Did you know...
- The number of deaths from suicide each year is
approximately the same as the number of deaths from AIDS.
- Depression is not sadness. In depression,
we lose the ability to feel any emotion strongly. The true opposite
of depression is vitality the ability to feel a full range
of emotions, including happiness, joy, pride, but also including
sadness and grief.
- The annual cost of depression to the U.S. economy
is estimated at $44 billion. It is second only to cancer in terms
of economic impact, higher than the cost of heart disease. Yet,
there is no high-profile organization helping with research and
treatment such as the American Heart Association, American Cancer
Society, Diabetes Foundation, American Lung Association, to name
but a few.
- Almost 20 percent of Americans have depression,
most without knowing it. They just assume that they can't win, that
their relationships are always trouble and that hopelessness, insomnia,
chronic fatigue, and guilt are their lot in life.

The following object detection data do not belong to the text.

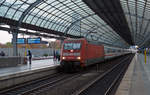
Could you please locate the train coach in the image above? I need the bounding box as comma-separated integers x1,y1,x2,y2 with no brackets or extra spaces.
60,38,129,71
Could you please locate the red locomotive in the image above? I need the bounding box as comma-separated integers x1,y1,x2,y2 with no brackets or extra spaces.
61,38,129,71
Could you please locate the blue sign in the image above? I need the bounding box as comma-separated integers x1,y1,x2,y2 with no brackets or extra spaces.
27,38,41,44
17,38,25,44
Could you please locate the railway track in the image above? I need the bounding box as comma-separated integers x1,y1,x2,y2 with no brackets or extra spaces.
0,73,80,95
0,53,134,95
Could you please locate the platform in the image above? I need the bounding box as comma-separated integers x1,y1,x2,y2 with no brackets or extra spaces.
0,59,59,77
116,53,150,95
0,59,59,91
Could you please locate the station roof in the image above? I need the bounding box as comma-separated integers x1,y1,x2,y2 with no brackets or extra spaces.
0,0,150,47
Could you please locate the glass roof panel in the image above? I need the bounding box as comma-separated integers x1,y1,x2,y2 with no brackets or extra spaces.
0,0,132,46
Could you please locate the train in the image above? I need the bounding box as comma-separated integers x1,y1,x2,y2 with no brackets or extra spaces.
60,38,130,71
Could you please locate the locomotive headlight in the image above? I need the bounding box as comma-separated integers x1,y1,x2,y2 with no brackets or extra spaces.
77,57,81,60
62,57,66,59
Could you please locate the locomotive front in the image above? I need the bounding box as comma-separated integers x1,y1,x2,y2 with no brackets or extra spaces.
61,40,82,70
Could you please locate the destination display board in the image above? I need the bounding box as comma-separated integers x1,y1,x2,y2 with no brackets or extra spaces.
27,38,41,44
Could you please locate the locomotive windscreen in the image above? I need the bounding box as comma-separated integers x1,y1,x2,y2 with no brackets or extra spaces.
64,43,81,50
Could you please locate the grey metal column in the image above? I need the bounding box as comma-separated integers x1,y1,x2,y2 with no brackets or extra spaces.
12,29,18,56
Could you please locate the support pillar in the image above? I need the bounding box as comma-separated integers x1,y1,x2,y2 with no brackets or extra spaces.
12,29,18,56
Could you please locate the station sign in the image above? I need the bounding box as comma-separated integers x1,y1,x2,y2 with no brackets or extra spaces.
27,38,41,44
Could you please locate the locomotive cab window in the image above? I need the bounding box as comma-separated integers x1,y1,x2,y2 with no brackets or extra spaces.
64,43,81,50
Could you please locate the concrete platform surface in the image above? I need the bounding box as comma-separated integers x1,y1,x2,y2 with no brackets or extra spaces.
0,59,59,77
116,53,150,95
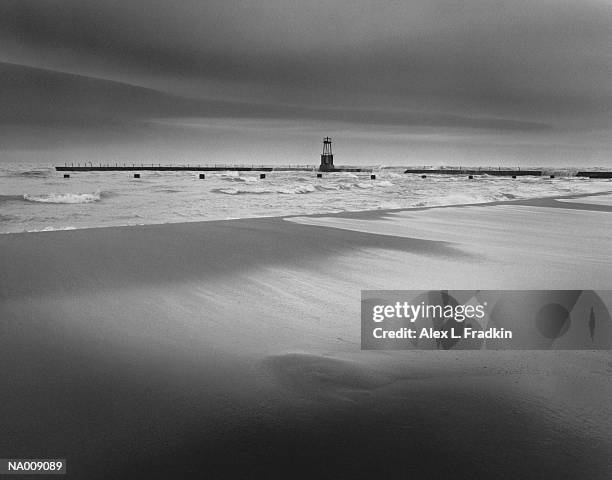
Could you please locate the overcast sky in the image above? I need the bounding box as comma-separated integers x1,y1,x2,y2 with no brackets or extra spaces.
0,0,612,165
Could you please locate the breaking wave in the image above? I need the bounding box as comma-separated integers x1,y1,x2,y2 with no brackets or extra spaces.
23,192,102,204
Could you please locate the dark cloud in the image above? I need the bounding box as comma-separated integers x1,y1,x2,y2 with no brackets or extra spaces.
0,0,612,163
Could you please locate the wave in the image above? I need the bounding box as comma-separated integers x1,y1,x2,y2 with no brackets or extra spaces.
23,192,102,204
0,195,23,203
211,185,317,195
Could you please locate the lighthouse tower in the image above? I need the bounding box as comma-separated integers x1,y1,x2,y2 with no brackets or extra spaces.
319,137,334,172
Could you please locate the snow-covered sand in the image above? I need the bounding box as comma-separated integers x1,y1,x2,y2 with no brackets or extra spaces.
0,199,612,479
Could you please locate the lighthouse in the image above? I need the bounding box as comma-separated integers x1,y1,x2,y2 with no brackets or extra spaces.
319,137,335,172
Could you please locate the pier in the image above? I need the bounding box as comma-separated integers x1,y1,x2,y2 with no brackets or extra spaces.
55,163,317,172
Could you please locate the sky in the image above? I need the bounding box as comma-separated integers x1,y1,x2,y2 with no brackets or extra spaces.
0,0,612,166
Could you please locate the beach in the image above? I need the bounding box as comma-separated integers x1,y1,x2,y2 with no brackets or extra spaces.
0,196,612,479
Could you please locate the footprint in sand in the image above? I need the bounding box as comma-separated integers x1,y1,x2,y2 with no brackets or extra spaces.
265,353,393,399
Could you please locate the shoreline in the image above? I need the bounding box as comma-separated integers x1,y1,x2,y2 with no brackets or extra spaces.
0,190,612,236
0,183,612,480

- Research estimates that 10 percent of children
will suffer a depressive episode before age 12, although as recently
as 1980 it was thought that children did not suffer depression.
- In the past 25 years, while the general incidence
of suicide has decreased, the rate of suicide for those between
15 and 19 has quadrupled.
- Many alcoholics treat an underlying depression
with alcohol. Their depression makes sobriety doubly difficult.

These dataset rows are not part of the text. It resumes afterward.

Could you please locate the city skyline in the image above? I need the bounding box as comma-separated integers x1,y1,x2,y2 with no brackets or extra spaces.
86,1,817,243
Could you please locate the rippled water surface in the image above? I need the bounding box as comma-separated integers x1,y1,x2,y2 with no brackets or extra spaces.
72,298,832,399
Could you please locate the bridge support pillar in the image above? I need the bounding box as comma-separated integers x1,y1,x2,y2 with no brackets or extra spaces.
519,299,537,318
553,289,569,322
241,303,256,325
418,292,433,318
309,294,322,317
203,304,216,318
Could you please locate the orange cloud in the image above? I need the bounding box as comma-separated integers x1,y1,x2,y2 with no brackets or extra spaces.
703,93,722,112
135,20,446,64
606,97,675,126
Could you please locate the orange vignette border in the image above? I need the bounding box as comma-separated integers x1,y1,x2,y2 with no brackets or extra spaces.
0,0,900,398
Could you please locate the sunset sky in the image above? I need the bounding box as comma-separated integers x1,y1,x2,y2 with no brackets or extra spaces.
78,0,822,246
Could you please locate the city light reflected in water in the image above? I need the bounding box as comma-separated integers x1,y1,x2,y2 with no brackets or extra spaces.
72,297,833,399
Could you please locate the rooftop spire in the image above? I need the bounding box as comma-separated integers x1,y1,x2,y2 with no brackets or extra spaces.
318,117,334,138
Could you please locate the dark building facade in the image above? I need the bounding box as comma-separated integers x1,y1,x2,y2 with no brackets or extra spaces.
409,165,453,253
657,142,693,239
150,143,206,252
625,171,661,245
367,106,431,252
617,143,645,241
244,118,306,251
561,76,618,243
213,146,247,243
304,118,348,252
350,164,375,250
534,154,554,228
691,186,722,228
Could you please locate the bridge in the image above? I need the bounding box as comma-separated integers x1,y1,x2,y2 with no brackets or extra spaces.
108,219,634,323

Many substance abuse treatment programs now refer their patients
in recovery for treatment of depression.
- Procrastination is a hallmark of depression. The
depressive puts things off until they seem insurmountable. This
reinforces his feelings of self-blame and despair. But it also protects
him from ever risking his absolute best effort at any task.

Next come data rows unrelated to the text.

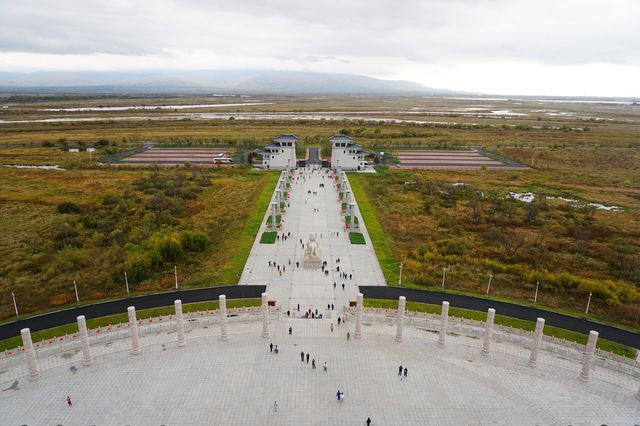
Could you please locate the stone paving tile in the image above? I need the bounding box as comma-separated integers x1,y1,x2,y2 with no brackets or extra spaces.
0,318,640,425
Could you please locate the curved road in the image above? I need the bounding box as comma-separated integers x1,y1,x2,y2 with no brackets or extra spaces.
0,285,266,339
360,286,640,349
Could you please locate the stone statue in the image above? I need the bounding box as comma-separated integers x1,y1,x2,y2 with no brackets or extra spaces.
303,234,321,268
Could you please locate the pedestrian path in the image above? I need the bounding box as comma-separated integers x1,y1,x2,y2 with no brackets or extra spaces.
240,167,386,326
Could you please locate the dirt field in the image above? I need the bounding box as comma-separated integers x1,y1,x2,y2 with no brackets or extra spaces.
116,148,229,166
394,150,520,169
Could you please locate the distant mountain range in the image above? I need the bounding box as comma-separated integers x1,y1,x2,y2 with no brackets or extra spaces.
0,70,455,95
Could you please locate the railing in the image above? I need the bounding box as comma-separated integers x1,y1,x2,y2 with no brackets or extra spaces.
358,307,640,378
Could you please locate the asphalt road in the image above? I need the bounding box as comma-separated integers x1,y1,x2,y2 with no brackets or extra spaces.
360,286,640,348
0,285,266,339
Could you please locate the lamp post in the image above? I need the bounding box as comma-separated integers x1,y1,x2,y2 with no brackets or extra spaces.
11,292,20,318
73,280,80,306
173,265,178,290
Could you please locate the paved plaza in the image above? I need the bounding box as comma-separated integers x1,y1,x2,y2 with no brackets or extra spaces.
0,166,640,425
240,168,385,315
0,314,640,425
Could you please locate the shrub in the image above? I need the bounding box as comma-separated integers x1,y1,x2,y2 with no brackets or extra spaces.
157,236,183,262
56,201,80,213
181,231,209,251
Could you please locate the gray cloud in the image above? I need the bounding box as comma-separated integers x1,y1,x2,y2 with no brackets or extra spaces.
0,0,640,65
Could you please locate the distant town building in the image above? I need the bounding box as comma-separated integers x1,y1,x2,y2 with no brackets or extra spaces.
254,134,298,170
329,135,367,170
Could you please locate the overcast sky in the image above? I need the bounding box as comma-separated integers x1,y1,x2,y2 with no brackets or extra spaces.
0,0,640,96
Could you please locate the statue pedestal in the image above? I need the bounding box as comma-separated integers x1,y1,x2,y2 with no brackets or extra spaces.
302,259,322,269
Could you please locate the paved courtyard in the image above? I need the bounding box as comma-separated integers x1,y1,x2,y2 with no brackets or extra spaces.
0,166,640,425
0,315,640,425
240,168,385,315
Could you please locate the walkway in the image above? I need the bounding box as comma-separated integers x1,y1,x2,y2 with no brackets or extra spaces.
240,168,385,317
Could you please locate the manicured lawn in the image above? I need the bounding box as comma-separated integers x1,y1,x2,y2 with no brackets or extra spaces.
364,299,636,359
344,215,360,225
0,299,262,351
348,173,400,283
267,214,282,226
260,231,278,244
349,232,366,244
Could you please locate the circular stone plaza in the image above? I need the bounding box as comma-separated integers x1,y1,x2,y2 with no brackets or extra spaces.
0,168,640,425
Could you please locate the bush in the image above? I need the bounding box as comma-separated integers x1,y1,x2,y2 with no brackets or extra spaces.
56,201,80,213
158,236,184,262
181,231,209,251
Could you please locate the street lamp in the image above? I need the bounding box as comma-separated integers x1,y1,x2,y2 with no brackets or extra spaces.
173,265,178,290
73,280,80,306
11,292,20,319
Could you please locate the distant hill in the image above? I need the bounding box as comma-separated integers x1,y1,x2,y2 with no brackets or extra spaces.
0,70,455,95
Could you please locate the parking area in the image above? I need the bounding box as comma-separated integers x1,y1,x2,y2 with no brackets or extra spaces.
116,148,230,166
394,150,526,169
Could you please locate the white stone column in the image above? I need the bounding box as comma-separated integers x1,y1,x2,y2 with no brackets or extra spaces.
580,330,598,382
260,293,269,338
127,306,142,355
173,299,187,347
76,315,93,365
271,202,278,229
353,293,364,339
482,308,496,356
396,296,407,342
529,318,544,367
218,294,229,341
438,301,449,348
349,203,356,229
20,328,40,380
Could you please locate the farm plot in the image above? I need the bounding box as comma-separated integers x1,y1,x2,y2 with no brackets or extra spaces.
394,150,521,169
117,148,228,166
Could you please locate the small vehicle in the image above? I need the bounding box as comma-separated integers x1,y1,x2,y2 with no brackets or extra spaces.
213,153,233,164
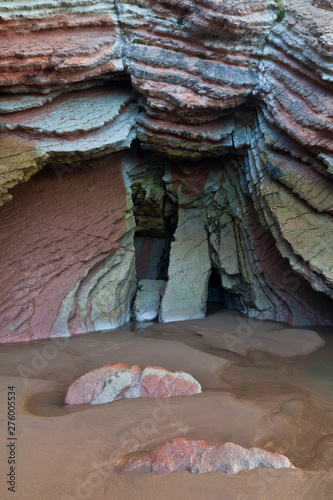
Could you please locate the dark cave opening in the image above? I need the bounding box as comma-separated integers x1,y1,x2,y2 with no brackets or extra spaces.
206,267,228,314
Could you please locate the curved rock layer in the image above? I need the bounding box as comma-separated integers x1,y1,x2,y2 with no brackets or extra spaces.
0,0,333,341
0,153,136,342
0,0,123,92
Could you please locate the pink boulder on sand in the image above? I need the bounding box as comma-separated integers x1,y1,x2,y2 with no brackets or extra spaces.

- Women are three times as likely to become depressed
as men. No one knows for sure why this is the case. Theories suggest
that women's social role has historically been less satisfactory,
that their hormonal ebb and flow makes them more susceptible, that
they are more likely to experience trauma, and that they are simply
given social permission to express depression.
- Men are five times more likely than women to commit
suicide. Instead of permitting themselves to feel the emotional
symptoms of depression, men defend against them through dangerous,
self-destructive or antisocial behaviors, by somatization (rushing
to the ER with chest pains that turn out to be an anxiety attack),
or by trying to treat them with alcohol. Many men feel they are
faking it, making it up as they go along, always one misstep away
from disaster. They try to reassure themselves by swaggering around
the house, but they wonder if women aren't really laughing behind
their backs. Many abusers use violence to express the frustrations
and hopelessness that come from depression.
- Six million elderly suffer from some form of depression.
Their depression tends to be dismissed as inevitable, but in fact
is caused more by poor health and poor sleep than grief, loss or
isolation. Among the elderly who commit suicide, almost 75 percent
visit a doctor within a week before their deaths, but only in 25
percent of those cases did the physician recognize a depression.
- There is no organized self-help movement for depression,
despite the proliferation of groups like AA, Cancervive, Better
Breathers, Agoraphobics Together, groups for the bereaved, for the
divorced, for children of divorce, etc. This book is the first to
present a model for a Depression Self-Help Group.